Update 60, January 2018 - Brexit and the Government reshuffleMrs May’s government reshuffle of January 7th to 9th was ‘briefed’ in advance by 10 Downing Street as a major relaunch of her administration. It may be that the considerable raft of junior ministerial appointments will indeed have long run consequences, but the reshuffle at the most important level – the Cabinet – was widely derided. Indeed, all that exercise demonstrated was something already well established: the Prime Minister’s position is very weak, probably the weakest of any prime minister in living memory. She was not strong enough to shift the most powerful people in the Cabinet, notably the Foreign Secretary or the Chancellor, despite the fact that it is widely known that in advance of the disastrous electoral campaign of 2017 she had intended to dispose of the Chancellor in particular.
But even more extraordinary was her inability to move Cabinet Ministers of lesser stature. The Health Secretary, Jeremy Hunt, flatly refused to move to another post, in effect daring Mrs May to force his resignation – something she could not contemplate. The Education Secretary, Justine Greening, who was widely reported to be at odds with the Prime Minister over education issues like the introduction of new grammar schools, and wider issues to do with the Brexit negotiations, likewise flatly refused to move, and at the end of a three hour period of discussion and contemplation within Downing Street itself, did indeed resign from the government.
This weakness is the product of two factors: the disastrous election result of June 2017, and the chronically divided state of the government over the issue of Brexit. Mrs May’s Parliamentary majority dangles by a thread – and that thread is controlled by the ten MPs of the Ulster Democratic Unionist Party. The DUP supported ‘leave’ in the 2016 referendum campaign, and in the Brexit negotiations has dedicated itself to ensuring that nothing in the Brexit settlement endangers the Union between Ulster and the rest of the United Kingdom.

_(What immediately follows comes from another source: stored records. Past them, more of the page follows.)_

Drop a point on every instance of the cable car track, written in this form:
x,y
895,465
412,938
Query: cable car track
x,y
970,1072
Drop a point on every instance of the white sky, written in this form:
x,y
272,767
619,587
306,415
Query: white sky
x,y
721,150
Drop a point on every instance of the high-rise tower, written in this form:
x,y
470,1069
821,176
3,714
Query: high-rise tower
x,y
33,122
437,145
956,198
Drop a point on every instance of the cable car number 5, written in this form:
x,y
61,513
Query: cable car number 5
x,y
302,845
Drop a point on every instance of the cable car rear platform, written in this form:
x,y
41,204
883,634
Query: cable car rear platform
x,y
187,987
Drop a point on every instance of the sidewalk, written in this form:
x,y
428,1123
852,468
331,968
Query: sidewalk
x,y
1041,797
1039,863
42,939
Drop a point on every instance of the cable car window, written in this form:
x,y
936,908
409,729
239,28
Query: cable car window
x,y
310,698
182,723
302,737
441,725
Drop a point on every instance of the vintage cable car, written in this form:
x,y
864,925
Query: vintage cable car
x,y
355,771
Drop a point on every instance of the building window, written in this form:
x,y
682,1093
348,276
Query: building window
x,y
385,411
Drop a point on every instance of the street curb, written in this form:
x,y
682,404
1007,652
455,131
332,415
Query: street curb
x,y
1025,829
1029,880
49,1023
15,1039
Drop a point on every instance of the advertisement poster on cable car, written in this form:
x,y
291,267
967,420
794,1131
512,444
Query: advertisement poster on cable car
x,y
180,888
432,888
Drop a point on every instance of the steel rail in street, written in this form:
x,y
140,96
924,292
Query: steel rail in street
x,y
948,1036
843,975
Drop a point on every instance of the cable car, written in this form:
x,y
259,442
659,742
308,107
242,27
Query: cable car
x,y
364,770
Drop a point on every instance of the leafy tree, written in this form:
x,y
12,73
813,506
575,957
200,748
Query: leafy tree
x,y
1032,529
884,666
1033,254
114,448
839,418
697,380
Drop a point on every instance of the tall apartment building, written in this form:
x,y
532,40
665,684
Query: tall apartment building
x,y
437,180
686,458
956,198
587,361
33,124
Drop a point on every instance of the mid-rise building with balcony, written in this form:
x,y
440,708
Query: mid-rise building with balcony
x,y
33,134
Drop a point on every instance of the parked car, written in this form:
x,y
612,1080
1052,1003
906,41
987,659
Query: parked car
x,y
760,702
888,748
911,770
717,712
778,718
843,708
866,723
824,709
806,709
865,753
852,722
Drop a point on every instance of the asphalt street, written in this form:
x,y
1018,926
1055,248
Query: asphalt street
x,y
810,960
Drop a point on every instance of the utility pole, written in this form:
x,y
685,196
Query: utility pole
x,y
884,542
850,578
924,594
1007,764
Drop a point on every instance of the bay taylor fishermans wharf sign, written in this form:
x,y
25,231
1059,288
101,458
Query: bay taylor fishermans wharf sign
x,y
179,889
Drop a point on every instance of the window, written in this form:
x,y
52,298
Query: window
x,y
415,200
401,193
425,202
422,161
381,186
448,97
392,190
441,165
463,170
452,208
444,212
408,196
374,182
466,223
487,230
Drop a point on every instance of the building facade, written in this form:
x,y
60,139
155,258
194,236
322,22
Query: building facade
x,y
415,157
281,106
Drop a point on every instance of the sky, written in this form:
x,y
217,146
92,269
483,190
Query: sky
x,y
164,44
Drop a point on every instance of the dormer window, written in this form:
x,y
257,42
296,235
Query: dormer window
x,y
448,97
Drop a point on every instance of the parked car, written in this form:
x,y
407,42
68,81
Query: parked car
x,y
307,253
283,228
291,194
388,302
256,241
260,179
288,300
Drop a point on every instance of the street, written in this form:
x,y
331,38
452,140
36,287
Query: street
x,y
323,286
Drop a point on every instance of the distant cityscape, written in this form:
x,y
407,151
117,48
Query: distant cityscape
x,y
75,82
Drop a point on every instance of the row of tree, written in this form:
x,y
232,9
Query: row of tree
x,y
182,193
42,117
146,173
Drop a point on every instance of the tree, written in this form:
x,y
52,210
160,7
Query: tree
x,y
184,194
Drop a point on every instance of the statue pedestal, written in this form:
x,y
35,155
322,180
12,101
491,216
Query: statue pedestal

This explains one of the most painful moments so far of Mrs May’s weak premiership: the moment on 5 December when she was humiliatingly forced to abandon an agreement with the EU over the nature of the post Brexit Irish border because it was unacceptable to the DUP. An agreement was worked out a few days later, but only by in effect postponing the issue of the nature of the border. The thunderous intervention by the DUP dramatically underlined the Prime Minister’s weakness: she can neither command a stable majority in the House of Commons, nor supremacy over her own divided cabinet. The successful insubordination of Mr Hunt and Ms Greening means that, faced with any serious disagreement with any member of the Cabinet in the future, Mrs May now has only two options: to fire the Minister in question, or to back down. If Mrs May survives under these conditions it will be a first in the modern history of the British core executive. Not even Gordon Brown in the depths of his ill-fated tenure in Downing Street was so embattled.